The content of the fracture patient’s clinical report is not standardized among hospitals, and it is not referred to PC. Participants agreed (wish, 94.7%; prognosis, 78.3%) that a clinical report, including treatment recommendation, should and would be submitted to PC at patient discharge. However, it would not be feasible to standardize the minimum measures to be implemented mid-term (prognosis, 33.3%).

Treatment protocols

Experts considered that treatment protocols are not widespread in Spain. Accordingly, although participants reflected there should be established protocols for all fracture profiles, protocols for the treatment of other fractures (humerus, wrist, etc.) would not be developed mid-term (prognosis, 66.7%).
“Drug holidays” related to bisphosphonate treatment are not generally addressed by existing protocols; nonetheless, participants considered they would be in the future (wish, 92.0%; prognosis, 76.8%).

Patient perspective

Only half of the experts expressed that treatment-related decision-making considers patient preferences and that patient decision aids are available for a shared decision-making. On the other hand, patient HRQoL is not assessed in current clinical practice. Participants agreed that patient preferences would be taken into greater consideration in the future (wish, 92.0%; prognosis, 82.6%) and decision aids to promote patient involvement would become available mid-term (wish, 88.0%; prognosis, 81.2%). The use of HRQoL questionnaires was considered necessary (wish, 81.3%), but not likely in the near future (prognosis, 18.8%).

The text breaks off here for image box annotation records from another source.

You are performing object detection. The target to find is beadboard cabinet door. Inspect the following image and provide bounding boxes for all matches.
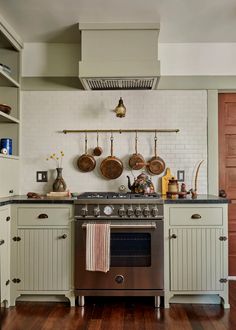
[0,206,10,307]
[17,229,71,291]
[11,203,75,306]
[164,203,230,308]
[170,228,225,291]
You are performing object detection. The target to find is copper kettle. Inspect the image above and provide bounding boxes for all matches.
[127,173,155,194]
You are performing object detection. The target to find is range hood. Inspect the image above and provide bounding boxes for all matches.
[79,23,160,90]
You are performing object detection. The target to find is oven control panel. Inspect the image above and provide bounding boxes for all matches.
[75,203,163,219]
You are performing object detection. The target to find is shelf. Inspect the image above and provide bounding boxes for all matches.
[0,68,20,87]
[62,128,179,134]
[0,153,20,160]
[0,111,20,124]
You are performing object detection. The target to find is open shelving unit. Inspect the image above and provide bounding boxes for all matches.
[0,21,23,197]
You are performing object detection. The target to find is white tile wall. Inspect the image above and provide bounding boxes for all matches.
[20,90,207,194]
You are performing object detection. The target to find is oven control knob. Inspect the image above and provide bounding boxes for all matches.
[118,207,125,217]
[93,207,100,217]
[143,206,150,217]
[152,207,158,217]
[127,206,134,217]
[115,275,125,284]
[103,205,114,215]
[81,206,88,217]
[135,207,142,217]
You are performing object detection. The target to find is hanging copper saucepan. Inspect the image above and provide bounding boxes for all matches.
[93,131,103,156]
[129,131,145,170]
[100,134,123,180]
[147,132,165,175]
[77,132,96,172]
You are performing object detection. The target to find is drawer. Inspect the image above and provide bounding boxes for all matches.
[17,207,70,226]
[170,207,223,226]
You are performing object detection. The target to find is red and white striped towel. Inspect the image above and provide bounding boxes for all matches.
[86,223,110,273]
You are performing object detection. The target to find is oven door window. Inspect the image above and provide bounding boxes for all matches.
[110,232,151,267]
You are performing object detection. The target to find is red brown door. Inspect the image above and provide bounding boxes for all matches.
[219,93,236,275]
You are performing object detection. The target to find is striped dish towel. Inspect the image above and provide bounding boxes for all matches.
[86,223,110,273]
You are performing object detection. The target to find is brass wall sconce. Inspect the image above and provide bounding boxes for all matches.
[114,98,126,118]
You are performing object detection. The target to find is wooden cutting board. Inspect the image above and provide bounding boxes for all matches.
[161,167,173,195]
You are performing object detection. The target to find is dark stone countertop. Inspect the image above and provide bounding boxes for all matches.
[163,195,231,204]
[0,195,230,206]
[0,195,76,206]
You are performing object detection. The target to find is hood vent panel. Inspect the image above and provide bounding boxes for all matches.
[79,23,160,90]
[82,77,157,91]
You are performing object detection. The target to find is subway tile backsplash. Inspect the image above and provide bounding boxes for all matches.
[20,90,207,194]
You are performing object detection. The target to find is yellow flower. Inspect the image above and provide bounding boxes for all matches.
[46,150,65,167]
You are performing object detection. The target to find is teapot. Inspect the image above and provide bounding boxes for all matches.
[127,173,155,194]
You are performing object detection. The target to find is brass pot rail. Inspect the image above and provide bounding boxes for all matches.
[62,128,179,134]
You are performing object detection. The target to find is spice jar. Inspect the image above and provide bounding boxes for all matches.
[168,177,179,193]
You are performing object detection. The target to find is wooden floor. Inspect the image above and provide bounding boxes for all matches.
[0,282,236,330]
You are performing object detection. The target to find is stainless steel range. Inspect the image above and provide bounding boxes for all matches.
[75,192,164,307]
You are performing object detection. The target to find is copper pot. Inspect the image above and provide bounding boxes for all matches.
[77,133,96,172]
[129,132,145,170]
[100,135,123,180]
[147,133,165,175]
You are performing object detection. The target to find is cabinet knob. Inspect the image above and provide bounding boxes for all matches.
[191,214,202,219]
[219,236,227,241]
[220,278,228,283]
[12,278,21,283]
[59,234,67,239]
[219,189,227,198]
[38,213,48,219]
[13,236,21,242]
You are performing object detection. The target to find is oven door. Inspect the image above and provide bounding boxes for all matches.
[75,220,164,290]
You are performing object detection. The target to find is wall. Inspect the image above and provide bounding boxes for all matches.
[20,90,207,194]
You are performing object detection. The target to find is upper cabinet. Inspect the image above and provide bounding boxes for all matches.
[0,17,23,197]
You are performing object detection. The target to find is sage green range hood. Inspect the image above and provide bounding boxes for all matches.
[79,23,160,90]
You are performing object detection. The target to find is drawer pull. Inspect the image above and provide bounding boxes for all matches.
[13,236,21,242]
[219,236,227,241]
[59,234,67,239]
[220,278,228,283]
[191,214,202,219]
[38,213,48,219]
[12,278,21,283]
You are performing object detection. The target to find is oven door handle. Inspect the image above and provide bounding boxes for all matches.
[82,222,157,229]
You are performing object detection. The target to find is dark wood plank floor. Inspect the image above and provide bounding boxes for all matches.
[0,282,236,330]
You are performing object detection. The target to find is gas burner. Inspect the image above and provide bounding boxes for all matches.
[107,192,130,199]
[130,193,161,199]
[77,192,107,199]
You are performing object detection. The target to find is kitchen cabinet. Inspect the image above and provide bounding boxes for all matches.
[165,204,229,308]
[11,204,74,305]
[0,206,10,307]
[0,21,22,197]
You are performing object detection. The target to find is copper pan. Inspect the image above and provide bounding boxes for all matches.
[129,132,145,170]
[100,134,123,180]
[147,132,166,175]
[77,133,96,172]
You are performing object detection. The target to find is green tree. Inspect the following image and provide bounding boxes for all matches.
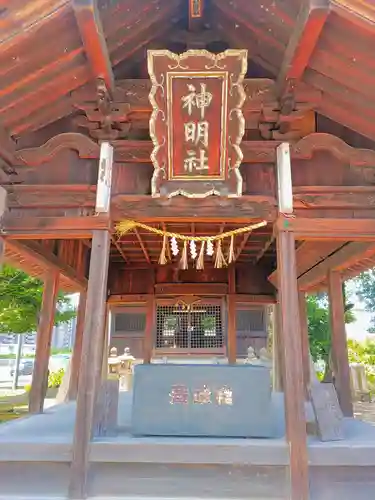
[306,290,355,379]
[355,269,375,333]
[0,266,75,333]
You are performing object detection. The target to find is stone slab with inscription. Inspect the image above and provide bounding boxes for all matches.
[310,383,345,441]
[132,364,278,438]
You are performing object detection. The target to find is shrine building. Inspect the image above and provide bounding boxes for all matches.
[0,0,375,500]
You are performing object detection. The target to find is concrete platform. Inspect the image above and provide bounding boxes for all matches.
[0,393,375,500]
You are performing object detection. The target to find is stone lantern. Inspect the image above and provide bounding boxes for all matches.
[108,347,121,378]
[118,347,135,391]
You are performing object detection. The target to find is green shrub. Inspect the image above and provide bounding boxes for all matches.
[48,368,65,389]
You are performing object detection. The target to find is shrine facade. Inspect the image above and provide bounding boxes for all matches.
[0,0,375,500]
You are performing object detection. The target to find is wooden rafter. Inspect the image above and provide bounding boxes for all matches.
[112,236,129,263]
[277,0,330,96]
[73,0,114,92]
[298,242,375,290]
[134,228,151,264]
[255,234,275,262]
[6,240,87,290]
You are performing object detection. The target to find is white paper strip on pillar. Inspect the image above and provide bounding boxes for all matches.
[276,142,293,214]
[0,186,7,219]
[95,142,113,213]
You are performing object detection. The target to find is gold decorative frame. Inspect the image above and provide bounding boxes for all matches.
[148,50,247,198]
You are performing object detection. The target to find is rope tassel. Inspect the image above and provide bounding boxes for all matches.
[215,240,227,269]
[228,234,235,264]
[159,234,168,266]
[180,240,188,269]
[195,241,206,269]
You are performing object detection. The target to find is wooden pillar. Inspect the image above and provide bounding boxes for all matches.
[277,229,309,500]
[298,291,310,396]
[68,292,86,401]
[29,271,59,413]
[69,230,111,499]
[143,296,156,364]
[0,236,5,271]
[328,271,353,417]
[227,295,237,365]
[102,303,110,380]
[272,303,283,391]
[227,265,237,364]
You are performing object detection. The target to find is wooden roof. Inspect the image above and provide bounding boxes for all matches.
[0,0,375,140]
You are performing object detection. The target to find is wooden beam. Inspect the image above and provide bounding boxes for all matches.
[7,240,87,289]
[2,212,110,239]
[69,231,111,499]
[29,272,59,413]
[298,242,375,290]
[73,0,114,92]
[328,271,353,417]
[277,231,309,500]
[68,291,87,401]
[111,195,276,224]
[134,227,151,264]
[255,234,275,262]
[276,217,375,241]
[236,233,251,260]
[277,0,330,96]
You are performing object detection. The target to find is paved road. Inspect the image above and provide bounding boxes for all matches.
[0,366,31,389]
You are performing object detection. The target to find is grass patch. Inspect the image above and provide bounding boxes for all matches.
[0,392,29,423]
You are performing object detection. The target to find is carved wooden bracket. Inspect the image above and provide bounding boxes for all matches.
[75,79,130,140]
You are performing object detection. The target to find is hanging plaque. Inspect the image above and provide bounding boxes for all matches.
[148,50,247,198]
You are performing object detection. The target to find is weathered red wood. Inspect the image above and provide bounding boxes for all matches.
[277,0,330,94]
[143,295,156,364]
[0,236,5,271]
[69,231,111,499]
[277,230,309,500]
[68,291,86,401]
[29,271,59,413]
[227,293,237,365]
[112,195,276,222]
[298,242,375,290]
[2,213,110,239]
[327,271,353,417]
[12,132,375,170]
[276,217,375,241]
[73,0,114,91]
[7,240,87,290]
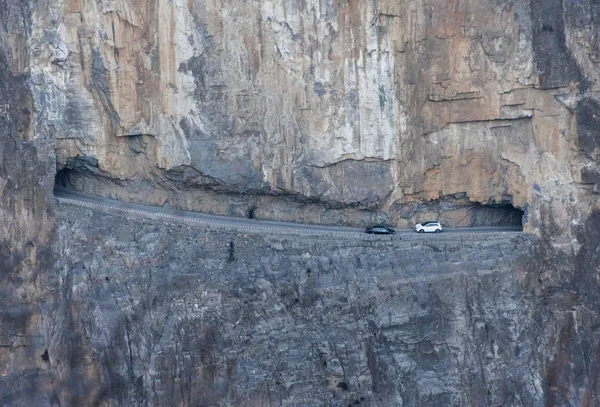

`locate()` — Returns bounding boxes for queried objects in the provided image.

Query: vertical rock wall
[33,0,600,232]
[0,1,57,406]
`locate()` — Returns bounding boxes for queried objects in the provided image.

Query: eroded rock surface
[32,0,600,233]
[49,204,600,407]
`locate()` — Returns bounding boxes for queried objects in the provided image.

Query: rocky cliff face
[0,0,600,406]
[44,205,600,407]
[32,0,600,232]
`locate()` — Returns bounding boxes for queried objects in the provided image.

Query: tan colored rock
[30,0,599,236]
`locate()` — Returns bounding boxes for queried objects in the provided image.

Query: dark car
[365,225,396,235]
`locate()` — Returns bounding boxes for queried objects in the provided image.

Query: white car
[415,220,442,233]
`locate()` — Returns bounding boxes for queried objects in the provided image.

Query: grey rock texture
[31,0,600,234]
[43,204,600,406]
[0,0,56,407]
[0,0,600,407]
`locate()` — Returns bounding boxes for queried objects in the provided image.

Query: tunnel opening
[54,155,107,192]
[468,202,525,229]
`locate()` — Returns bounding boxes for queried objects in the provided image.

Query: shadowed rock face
[43,205,600,406]
[0,0,600,406]
[0,1,61,406]
[31,0,600,233]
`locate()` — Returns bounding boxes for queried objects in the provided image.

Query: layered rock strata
[32,0,600,233]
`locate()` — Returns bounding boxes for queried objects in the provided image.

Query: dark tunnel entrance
[469,203,525,229]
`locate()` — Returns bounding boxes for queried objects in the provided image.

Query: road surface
[54,186,522,236]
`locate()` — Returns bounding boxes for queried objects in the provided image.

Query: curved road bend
[54,187,521,239]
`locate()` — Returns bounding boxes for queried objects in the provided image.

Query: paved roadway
[54,187,521,236]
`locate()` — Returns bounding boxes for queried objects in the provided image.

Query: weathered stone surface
[0,1,56,407]
[32,0,600,233]
[0,0,600,407]
[43,205,600,406]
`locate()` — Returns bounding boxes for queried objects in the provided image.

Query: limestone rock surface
[31,0,600,233]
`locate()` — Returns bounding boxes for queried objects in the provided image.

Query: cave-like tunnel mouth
[469,203,525,230]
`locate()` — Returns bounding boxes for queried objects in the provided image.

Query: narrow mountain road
[54,187,522,237]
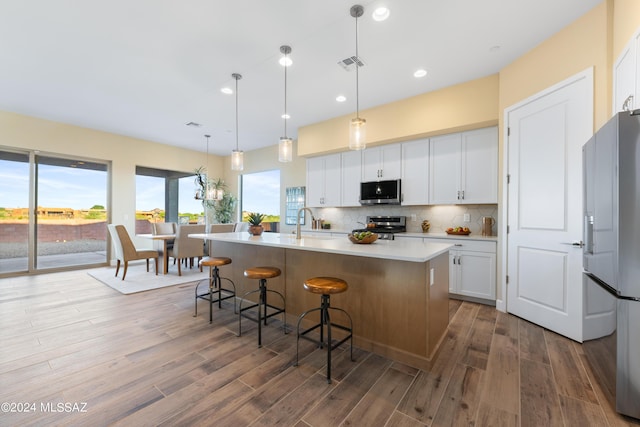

Strategies requiring main attention

The consensus reached for the whole of participants regarding the four strategies requiring main attention (Table 2) is maintained (current: ≥ 75.0% disagreement, wish: ≥ 75.0% agreement, prognosis: no consensus) when analyzed by medical specialty (rheumatology vs. PC vs. geriatrics and gerontology) and time of professional experience (≤> 22.3 vs. > 22.3 years) (data not shown).

Discussion

Main findings

In this Delphi survey, a multidisciplinary group of experts in the field of osteoporotic fractures agreed on the measures to be adopted to optimize the management of patients with fragility fractures. The findings of our study indicate the changes required to improve secondary fracture prevention in routine clinical practice. Likewise, these results provide key information to help stakeholders anticipate future hurdles and unmet needs in the management of patients with fragility fractures in Spain.
Participants agreed on the need to apply all the strategies proposed (wish), which highlights health professionals’ interest in improving current secondary fracture prevention strategies. However, regarding their prognosis of future implementation, consensus was only reached for 58.1% of questions. This means that although experts consider the proposed strategies are necessary, around 40% are deemed unlikely to be implemented.
To overcome the current barriers for effective secondary fracture prevention, attention should be paid to the following strategies, which are currently the least implemented and whose implementation is considered unlikely mid-term: (1) standardization of the clinical reports of fracture patients discharged from hospital; (2) implementation of effective communication channels between hospital and primary care, such as a specific telephone/e-mail or a case manager, for patient follow-up; (3) use of HRQoL questionnaires to consider patient perspective in treatment decision-making; and (4) systematic control of OP treatment compliance.
Other recommendable strategies with currently low application are the involvement of healthcare managers in educational campaigns, the development of specific healthcare policies for fracture prevention, the promotion of social support initiatives to improve patient care, and the establishment of national fracture registries. Finally, the following are also considered relevant: the implementation of fall prevention programs, the provision of patient information about the risk-benefit of the therapeutic options, the existence of protocols for the treatment of non-hip-non-vertebral fractures, and the implementation of a treat-to-target strategy to optimize treatment.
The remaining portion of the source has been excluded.